The lawsuit was brought by Joe Comes, a Des Moines businessman who
owns a chain of pizza restaurants, and Patricia Anne Larsen, a retiree
from northwest Iowa, and two business _ Riley Paint Inc. of Burlington
and Skeffington's Formal Wear of Iowa Inc. of Des Moines.

Microsoft attorney David Tulchin said Larsen has been a friend of
Conlin's since 1982, when Larsen held fundraisers for Conlin's failed
run for governor. In 1999, Conlin represented Larsen in an employment
discrimination case against Larsen's former employer, Eaton Corp.

Tulchin said Comes has been Conlin's son's best friend since high school.
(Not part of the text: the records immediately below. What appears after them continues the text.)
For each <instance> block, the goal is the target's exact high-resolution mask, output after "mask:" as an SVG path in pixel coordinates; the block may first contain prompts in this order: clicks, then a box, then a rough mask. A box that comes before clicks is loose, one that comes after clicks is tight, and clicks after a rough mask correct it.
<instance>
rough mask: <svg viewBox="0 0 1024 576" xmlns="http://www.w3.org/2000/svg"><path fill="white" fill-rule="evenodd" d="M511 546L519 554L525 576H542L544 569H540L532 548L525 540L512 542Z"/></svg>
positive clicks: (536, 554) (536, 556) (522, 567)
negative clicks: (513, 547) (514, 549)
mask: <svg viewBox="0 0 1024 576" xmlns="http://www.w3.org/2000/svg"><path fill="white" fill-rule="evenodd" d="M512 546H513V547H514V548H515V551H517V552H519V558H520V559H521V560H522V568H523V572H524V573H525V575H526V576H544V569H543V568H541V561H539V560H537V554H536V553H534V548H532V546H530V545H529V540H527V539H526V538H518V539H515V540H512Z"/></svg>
Microsoft attorneys claimed Conlin recruited these friends to act as
plaintiffs in the case so she could sue the company
and that her
comments during jury selection opened the door for Microsoft to
challenge the plaintiffs' motivation in filing the lawsuit.

Who would even imagine such a thing?  In this class action, as in many, the class members will probably get coupons while Conlin makes millions.  Or, as Microsoft observes:

Tulchin claimed that Conlin and her co-counsel, Richard
Hagstrom of Minneapolis, have the most to gain in the lawsuit

Attorneys like Conlin know they are vulnerable on this

Conlin said Microsoft wants the jury to believe that class-action
lawsuits are attorney-driven cases brought for money when in reality
they are a way for individuals with small claims to come together to
take on large, powerful companies.

"Businesses like Microsoft have poisoned the public view of these
forms for seeking redress by spending billions of dollars to spread
propaganda. Now they seek to collect on their investment by improperly
suggesting to the jury that the plaintiffs are not real plaintiffs,"
she said.

You think?

You Get a Lipstick, I get $24 Million

From Overlawyered:  Another lawsuit where customers get the coupon, and lawyers get the cash.  I would love to see the use rate on the coupons out of these suits. I have gotten a few for like $1.24 off something that I threw away.  I mean, in several cases, the company was offering better coupons in the Sunday circular.

Though I thought it was kind of silly at first, I am coming around to supporting legislation that attorneys should get paid in the same currency as customers.

Also from Overlawyered is this good news about courts finally taking legal action against people who file fraudulent suits and claims:

A Fayette minister and a teacher are going to prison for their role in submitting phony Fen-Phen drug settlement claims in Jefferson County

Good, though we might have to have a massive amnesty in Mississippi or half the state could end up in jail.